Pourquoi ces difficultés alors qu’ils ont l’impression de manger sainement ?

Plusieurs pistes sont à étudier :

  • la présence de sucre caché et son effet addictif
  • une proportion encore trop importante de glucides en général,
  • la question des céréales raffinées versus complètes,
  • l’index glycémique élevé des aliments.

Où se trouvent les sucres cachés qui participent au surpoids ?

Malgré les efforts de certains pour éviter les sucres, nous consommons tout de même régulièrement du sucre ajouté dans les aliments ou les plats industriels.

Le sucre est malheureusement un exhausteur de goût que les industriels de l’agroalimentaire associent facilement aux préparations pour les rendre plus appétissantes. Bien que les étiquettes ne mentionnent pas la présence de sucre, des sucres sont bien présents mais sous un autre nom : fructose, dextrose, la mélasse, sirop de blé, sirop de malt, sirop de maïs, sirop de glucose-fructose, galactose, maltose, lactose, éthyl-maltol, sucre inverti…(liste non exhaustive).

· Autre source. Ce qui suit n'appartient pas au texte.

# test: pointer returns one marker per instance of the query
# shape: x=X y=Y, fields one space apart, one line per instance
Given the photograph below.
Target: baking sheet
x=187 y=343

Pour faire simple, 74 % des produits vendus en supermarchés, selon l’association Foodwatch, contiennent du sucre ajouté. Pas facile de passer à côté !

En regardant de plus près les étiquettes, on remarque que le jambon, les saucisses, la vinaigrette toute prête, les briques de soupe aux bons légumes, les sauces comme la sauce barbecue, le pain de mie, les jus de fruits…contiennent des sucres ajoutés !

Du sucre dans les saucisses, mais pourquoi faire ?

Des sucres sont rajoutés aux saucisses

Des sucres sont rajoutés aux produits pour les rendre plus savoureux mais aussi pour réduire l’oxydation, pour rectifier l’acidité ou l’amertume et participer à la couleur rosée. Il faut rajouter également que le sucre à l’instar de l’eau est aussi un produit peu cher qui permet par conséquent de réduire les coûts de productions. Mais surtout, le glucose ou le fructose ont un impact important sur notre cerveau dans la mesure où ils activent le centre du plaisir ou de la récompense. La consommation de sucre devient addictive sans que l’on s’en rende vraiment compte puisqu’il est omniprésent. Par conséquent, le consommateur est tenté de manger de nouveau les aliments qui ont répondu à son envie de sucre.

Bref, sans rendre compte, on avale ces sucres cachés à partir de moment où on consomme des produits transformés et ils s’ajoutent à notre ration quotidienne de glucides !

Comment faire pour éviter ces sucres cachés ?

Acheter des aliments de base, non transformés comme les légumes, les fruits, la viande brute, le poisson et les préparer soi-même permet de réduire considérablement tous les sucres cachés mais aussi les nombreux additifs. C’est plus sain et plus facile pour contrôler la portion de glucides de votre ration alimentaire.

une homme et une femme découpent des légumes

L’autre piste à suivre pour contrôler la prise de poids est de s’interroger sur la proportion de glucides consommés par jour.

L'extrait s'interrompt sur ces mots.